生き方のヒントが欲しい人に~『漫画 君たちはどう生きるか』感想~

君たちはどう生きるか

『漫画 君たちはどう生きるか』は、200万部を突破し、2018年最大のベストセラーになった本です。のび太くんのようなメガネの少年(コペルくん)の絵を、見たことがある人は多いでしょう。

この本について、下のような理由で興味を持っている人は多いかと思います。

  • タイトルどおり「どう生きるか」の参考にしたい
  • 有名な本なので、大体の内容を知りたい

どちらの興味にしても、この本はいわゆる「感動系」なので、実際に読んでいただくのが一番です。ただ「先に要約や感想を読みたい」という人もいるでしょう。

今回はそのようなニーズに応えて、本書の内容を要約しつつ、筆者による感想や書評を書き加えていきます。

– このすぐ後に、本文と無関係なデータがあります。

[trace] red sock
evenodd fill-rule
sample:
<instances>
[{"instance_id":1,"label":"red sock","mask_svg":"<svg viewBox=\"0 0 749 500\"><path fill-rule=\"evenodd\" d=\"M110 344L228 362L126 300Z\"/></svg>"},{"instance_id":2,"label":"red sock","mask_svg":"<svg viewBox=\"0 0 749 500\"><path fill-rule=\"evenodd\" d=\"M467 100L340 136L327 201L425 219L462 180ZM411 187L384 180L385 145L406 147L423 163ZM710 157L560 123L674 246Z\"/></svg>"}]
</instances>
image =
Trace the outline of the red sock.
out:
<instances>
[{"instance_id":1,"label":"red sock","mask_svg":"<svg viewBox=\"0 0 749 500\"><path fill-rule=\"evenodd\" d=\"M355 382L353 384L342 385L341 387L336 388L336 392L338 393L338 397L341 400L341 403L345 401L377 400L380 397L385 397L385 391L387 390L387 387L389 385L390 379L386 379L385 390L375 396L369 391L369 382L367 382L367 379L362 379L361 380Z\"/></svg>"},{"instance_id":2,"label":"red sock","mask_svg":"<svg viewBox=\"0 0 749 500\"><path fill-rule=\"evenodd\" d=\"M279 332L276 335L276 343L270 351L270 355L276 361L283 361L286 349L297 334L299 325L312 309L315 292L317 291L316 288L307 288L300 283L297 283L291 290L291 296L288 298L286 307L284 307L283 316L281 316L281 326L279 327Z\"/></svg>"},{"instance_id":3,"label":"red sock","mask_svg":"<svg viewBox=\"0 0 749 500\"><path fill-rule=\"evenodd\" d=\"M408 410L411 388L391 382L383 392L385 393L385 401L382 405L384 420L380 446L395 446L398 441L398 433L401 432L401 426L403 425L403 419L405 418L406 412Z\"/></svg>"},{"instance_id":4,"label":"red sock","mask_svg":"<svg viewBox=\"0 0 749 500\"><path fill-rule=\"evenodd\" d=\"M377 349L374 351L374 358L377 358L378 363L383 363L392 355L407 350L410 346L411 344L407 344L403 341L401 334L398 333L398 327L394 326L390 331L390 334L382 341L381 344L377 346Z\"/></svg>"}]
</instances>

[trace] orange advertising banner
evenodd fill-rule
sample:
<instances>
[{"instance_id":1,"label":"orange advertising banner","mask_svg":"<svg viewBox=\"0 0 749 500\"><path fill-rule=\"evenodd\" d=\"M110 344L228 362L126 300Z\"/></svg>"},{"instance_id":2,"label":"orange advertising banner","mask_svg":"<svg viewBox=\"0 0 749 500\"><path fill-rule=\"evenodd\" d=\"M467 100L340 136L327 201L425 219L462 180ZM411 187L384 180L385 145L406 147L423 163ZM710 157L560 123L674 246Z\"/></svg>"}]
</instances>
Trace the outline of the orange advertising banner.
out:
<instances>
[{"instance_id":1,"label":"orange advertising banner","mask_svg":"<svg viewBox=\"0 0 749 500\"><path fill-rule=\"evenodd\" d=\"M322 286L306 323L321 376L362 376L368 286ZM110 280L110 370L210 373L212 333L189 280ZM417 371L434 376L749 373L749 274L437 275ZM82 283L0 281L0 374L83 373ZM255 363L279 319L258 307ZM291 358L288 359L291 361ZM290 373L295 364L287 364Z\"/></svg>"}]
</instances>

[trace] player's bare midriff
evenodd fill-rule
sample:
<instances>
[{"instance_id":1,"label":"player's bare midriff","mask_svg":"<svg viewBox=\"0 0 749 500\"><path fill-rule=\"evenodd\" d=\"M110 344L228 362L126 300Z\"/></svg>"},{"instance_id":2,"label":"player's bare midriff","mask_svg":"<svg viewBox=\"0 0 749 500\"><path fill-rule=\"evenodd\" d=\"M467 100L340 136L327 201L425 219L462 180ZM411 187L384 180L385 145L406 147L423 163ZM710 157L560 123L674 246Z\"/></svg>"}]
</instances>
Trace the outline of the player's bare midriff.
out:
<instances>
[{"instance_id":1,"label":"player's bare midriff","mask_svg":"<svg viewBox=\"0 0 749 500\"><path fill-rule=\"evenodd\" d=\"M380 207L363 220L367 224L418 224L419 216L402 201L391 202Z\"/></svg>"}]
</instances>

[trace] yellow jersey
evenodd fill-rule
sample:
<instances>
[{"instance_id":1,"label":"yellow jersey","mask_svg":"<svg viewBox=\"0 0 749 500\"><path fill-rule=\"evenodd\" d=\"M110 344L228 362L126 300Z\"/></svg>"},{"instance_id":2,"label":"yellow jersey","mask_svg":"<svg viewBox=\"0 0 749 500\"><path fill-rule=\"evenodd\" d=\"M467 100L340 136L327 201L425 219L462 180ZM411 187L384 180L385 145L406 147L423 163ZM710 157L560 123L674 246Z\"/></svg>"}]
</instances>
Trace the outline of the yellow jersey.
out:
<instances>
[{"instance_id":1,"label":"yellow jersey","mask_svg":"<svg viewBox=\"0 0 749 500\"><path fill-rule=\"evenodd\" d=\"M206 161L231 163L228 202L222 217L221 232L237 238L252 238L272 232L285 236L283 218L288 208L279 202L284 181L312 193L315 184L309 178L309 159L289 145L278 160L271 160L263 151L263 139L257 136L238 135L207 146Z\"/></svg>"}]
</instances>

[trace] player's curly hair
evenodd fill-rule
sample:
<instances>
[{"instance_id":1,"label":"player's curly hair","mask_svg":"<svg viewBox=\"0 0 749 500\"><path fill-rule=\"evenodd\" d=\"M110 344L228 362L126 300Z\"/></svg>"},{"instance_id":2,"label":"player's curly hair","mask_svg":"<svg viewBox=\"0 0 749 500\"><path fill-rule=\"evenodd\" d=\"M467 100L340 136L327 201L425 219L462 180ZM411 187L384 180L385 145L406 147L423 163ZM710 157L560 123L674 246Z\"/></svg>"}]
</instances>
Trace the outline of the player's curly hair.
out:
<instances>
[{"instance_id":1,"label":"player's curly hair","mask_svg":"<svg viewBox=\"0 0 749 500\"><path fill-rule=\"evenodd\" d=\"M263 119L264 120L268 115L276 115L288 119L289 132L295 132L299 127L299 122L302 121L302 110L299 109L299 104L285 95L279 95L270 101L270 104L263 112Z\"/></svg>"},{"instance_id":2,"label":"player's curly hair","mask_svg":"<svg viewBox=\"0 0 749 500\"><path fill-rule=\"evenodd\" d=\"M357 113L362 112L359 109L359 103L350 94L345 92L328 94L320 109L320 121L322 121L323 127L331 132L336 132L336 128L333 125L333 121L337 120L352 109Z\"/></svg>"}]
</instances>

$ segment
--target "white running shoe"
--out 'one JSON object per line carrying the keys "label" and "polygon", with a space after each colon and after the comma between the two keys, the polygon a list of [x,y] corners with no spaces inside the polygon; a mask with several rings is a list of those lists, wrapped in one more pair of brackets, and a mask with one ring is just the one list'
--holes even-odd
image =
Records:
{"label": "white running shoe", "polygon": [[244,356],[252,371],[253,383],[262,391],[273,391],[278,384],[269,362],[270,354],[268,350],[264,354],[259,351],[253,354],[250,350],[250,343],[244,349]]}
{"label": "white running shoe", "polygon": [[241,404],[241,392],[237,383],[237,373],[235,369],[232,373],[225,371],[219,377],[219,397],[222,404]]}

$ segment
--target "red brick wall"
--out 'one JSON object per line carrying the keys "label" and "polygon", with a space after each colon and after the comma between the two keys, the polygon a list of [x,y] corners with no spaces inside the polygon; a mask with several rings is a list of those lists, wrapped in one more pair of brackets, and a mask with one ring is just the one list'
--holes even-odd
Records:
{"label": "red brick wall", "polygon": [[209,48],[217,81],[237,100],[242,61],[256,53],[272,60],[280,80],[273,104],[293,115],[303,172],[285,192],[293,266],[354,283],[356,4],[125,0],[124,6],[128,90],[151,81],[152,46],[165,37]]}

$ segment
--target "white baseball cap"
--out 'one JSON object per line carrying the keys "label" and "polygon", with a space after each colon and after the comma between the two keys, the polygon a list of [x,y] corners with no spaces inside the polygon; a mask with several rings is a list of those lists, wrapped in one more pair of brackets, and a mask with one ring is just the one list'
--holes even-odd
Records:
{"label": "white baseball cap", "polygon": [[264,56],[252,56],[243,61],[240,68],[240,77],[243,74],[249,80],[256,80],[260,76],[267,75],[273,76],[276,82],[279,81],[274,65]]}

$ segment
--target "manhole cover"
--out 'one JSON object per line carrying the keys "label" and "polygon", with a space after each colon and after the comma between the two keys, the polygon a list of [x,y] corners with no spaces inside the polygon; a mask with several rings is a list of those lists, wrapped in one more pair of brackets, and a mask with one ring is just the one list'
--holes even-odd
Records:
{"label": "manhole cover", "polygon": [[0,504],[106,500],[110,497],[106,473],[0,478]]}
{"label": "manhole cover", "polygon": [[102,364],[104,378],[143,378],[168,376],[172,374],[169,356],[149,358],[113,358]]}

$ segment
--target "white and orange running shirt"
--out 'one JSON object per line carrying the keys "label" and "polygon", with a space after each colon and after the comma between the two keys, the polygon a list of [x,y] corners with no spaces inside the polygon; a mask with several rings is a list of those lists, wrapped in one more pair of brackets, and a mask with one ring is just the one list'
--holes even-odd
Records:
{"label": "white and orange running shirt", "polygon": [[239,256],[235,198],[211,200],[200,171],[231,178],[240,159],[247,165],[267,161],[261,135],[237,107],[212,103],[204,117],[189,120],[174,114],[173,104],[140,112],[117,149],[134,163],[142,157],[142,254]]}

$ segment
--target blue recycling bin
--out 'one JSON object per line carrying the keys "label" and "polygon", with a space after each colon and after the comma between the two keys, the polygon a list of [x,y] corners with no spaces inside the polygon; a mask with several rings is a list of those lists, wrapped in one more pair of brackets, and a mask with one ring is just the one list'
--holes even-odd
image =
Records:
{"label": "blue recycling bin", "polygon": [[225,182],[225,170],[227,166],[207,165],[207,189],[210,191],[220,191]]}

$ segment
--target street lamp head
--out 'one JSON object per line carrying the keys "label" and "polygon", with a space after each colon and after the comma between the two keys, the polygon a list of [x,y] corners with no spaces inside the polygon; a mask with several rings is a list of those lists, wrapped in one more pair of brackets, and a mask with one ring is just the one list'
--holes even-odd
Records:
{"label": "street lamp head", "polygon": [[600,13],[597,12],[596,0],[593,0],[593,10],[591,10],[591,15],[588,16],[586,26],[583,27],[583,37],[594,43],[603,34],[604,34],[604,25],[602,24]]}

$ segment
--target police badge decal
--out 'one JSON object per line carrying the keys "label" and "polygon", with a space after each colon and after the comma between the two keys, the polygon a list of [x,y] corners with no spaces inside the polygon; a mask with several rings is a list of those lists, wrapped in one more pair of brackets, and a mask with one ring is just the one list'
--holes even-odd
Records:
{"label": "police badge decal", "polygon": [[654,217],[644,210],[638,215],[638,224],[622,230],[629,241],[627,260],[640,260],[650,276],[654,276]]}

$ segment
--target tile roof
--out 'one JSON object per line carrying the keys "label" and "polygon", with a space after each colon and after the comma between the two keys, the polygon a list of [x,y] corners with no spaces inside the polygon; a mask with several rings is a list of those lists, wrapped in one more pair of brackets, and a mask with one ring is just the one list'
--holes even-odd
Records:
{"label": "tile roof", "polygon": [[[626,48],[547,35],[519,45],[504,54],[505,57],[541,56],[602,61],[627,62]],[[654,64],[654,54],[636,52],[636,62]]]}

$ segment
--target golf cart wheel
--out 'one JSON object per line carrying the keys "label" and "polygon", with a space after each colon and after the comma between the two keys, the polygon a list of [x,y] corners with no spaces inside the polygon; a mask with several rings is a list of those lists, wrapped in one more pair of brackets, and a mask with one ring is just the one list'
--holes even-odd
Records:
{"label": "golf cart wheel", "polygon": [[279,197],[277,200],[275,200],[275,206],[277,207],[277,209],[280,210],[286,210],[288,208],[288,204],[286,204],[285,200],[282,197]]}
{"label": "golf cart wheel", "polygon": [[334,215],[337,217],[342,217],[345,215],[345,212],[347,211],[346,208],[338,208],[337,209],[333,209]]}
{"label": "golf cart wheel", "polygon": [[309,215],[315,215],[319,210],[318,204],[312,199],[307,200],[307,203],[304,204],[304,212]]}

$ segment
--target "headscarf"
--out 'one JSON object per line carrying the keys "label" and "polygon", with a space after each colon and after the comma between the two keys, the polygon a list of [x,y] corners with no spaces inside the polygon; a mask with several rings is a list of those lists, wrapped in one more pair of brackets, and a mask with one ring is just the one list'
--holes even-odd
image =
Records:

生き方について考えている人も、この本自体に興味を持っている人も、ぜひ参考にしていただけたらと思います。

(読書感想文のネタを探している中学生なども、ぜひ参考にしてみてください)

※なお、本書はストーリー展開が売りの本ではなく、ネタバレをしても全く影響がありません。そのため、当記事は一部ネタバレも含んでいますが、安心してお読みいただけたらと思います。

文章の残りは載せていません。